A study in Nature Medicine, by the Memorial Sloan-Kettering Cancer Centre Team, has reported the successful treatment of mice with Parkinson's disease using 'therapeutic cloning', giving hope that one day a similar treatment could treat people with the condition.
In an important 'proof of concept' study for using genetically-matched stem cell to replace diseased tissue, the mice were treated with dopamine-producing neurons derived from their own cells, which replaced the missing nerve cells affected in Parkinson's.
The team, including Viviane Tabar, initially created a Parkinson's like disease in mice using chemicals to destroy their brain cells. They then took normal cells from the tails of the mice, removing the nucleus of the cell and transferred it to a mouse egg cell that had had its own nucleus removed. This effectively cloned the mouse cells, and after a few days embryonic stem cells (ES cells) were harvested from the resulting embryos.
ES cells can grow into any cell in the body, and the team developed the cells into dopamine-producing neurons. In Parkinson's disease, dopamine-producing nerve cells in the brain, which allow regulated function and movement of muscles, either die or malfunction. When the dopamine-producing cells were injected into the brains of the mice with Parkinson's, they showed signs of recovery over the next 11 weeks of the study.

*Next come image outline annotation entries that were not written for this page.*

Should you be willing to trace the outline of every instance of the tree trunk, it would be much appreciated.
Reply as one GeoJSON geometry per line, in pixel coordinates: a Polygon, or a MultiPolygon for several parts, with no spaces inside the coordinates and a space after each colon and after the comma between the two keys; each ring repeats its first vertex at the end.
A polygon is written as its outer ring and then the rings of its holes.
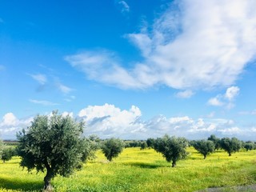
{"type": "Polygon", "coordinates": [[[50,166],[46,166],[47,173],[43,181],[45,182],[45,185],[43,186],[43,191],[51,192],[54,191],[54,188],[50,184],[50,180],[54,178],[54,172],[50,168],[50,166]]]}

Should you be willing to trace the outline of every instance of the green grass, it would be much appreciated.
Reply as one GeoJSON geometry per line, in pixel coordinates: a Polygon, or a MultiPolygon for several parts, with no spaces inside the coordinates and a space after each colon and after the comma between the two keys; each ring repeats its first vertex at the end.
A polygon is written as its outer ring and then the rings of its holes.
{"type": "MultiPolygon", "coordinates": [[[[223,151],[202,155],[189,148],[190,155],[171,168],[154,150],[127,148],[107,162],[98,158],[70,178],[56,177],[55,191],[195,191],[209,187],[256,183],[256,151],[228,157],[223,151]]],[[[0,163],[0,191],[40,191],[44,174],[28,174],[17,157],[0,163]]]]}

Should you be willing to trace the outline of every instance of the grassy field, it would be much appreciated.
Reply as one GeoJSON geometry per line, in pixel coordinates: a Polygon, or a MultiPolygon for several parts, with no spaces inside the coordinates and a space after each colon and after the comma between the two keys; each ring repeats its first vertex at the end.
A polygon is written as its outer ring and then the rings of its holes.
{"type": "MultiPolygon", "coordinates": [[[[256,151],[242,151],[228,157],[219,151],[206,160],[194,149],[190,155],[171,168],[154,150],[125,149],[107,162],[98,158],[70,178],[56,177],[55,191],[195,191],[209,187],[256,183],[256,151]]],[[[27,173],[18,157],[0,162],[0,191],[41,191],[44,174],[27,173]]]]}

The procedure was found to be much more effective in mice when using the mouse's own cloned cells, than when using cells cloned from another mouse. Dr Tabar emphasised how difficult the procedure was, but also said that the results, 'demonstrated what we suspected all along - that genetically matched tissue works better'. The fact that the cells were cloned from the mouse they were re-introduced to prevented rejection by the immune system.

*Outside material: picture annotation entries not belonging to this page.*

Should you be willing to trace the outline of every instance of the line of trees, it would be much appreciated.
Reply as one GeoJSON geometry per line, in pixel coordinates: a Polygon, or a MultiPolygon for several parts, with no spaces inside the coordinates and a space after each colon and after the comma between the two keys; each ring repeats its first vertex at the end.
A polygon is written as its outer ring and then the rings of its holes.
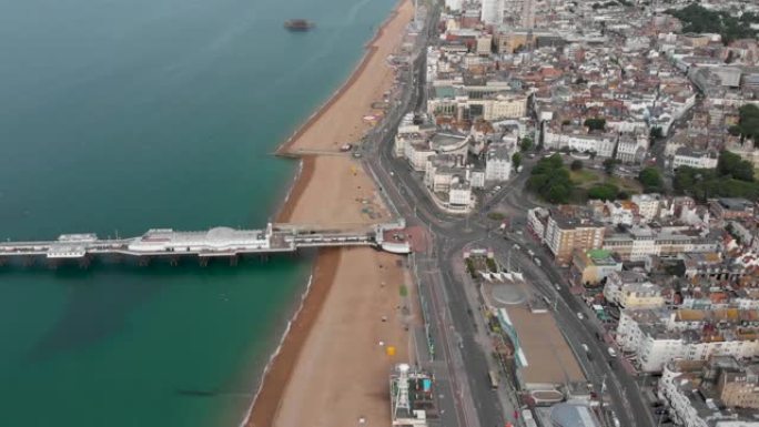
{"type": "Polygon", "coordinates": [[[759,142],[759,106],[746,104],[739,110],[738,124],[730,126],[732,135],[740,135],[740,142],[751,140],[755,145],[759,142]]]}
{"type": "Polygon", "coordinates": [[[725,44],[757,35],[757,31],[751,29],[751,23],[759,22],[759,19],[753,13],[743,13],[736,18],[728,12],[711,11],[697,3],[690,3],[679,10],[668,9],[667,13],[682,22],[684,32],[718,33],[725,44]]]}
{"type": "Polygon", "coordinates": [[[527,180],[527,190],[549,203],[569,202],[575,183],[569,179],[569,170],[564,165],[560,154],[537,162],[527,180]]]}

Dr Kieran Breen, director of research and development at the Parkinson's Disease Society said, 'this is an exciting development, as for the first time, we can see that it may be possible to create a person's own embryonic stem cells to potentially treat their Parkinson's'.

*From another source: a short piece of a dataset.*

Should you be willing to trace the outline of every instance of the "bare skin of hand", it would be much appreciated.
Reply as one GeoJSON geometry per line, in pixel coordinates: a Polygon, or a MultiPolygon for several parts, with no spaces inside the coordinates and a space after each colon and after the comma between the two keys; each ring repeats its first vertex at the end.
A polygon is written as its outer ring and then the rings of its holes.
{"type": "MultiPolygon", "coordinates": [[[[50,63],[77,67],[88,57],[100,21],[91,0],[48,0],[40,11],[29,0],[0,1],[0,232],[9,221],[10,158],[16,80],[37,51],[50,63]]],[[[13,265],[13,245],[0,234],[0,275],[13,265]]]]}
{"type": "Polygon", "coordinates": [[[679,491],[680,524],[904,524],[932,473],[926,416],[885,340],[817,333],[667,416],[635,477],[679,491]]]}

Lorenz Studer, who led the research team, warned that it was too early to say whether the technique could be applied to humans, but allowed that it was 'proof of concept'. Human ES cell lines have not yet been created by the cloning method used in the study. As existing human ES cell lines are in short supply, the number of patients that potentially could be treated should a therapy be developed, would be limited at present.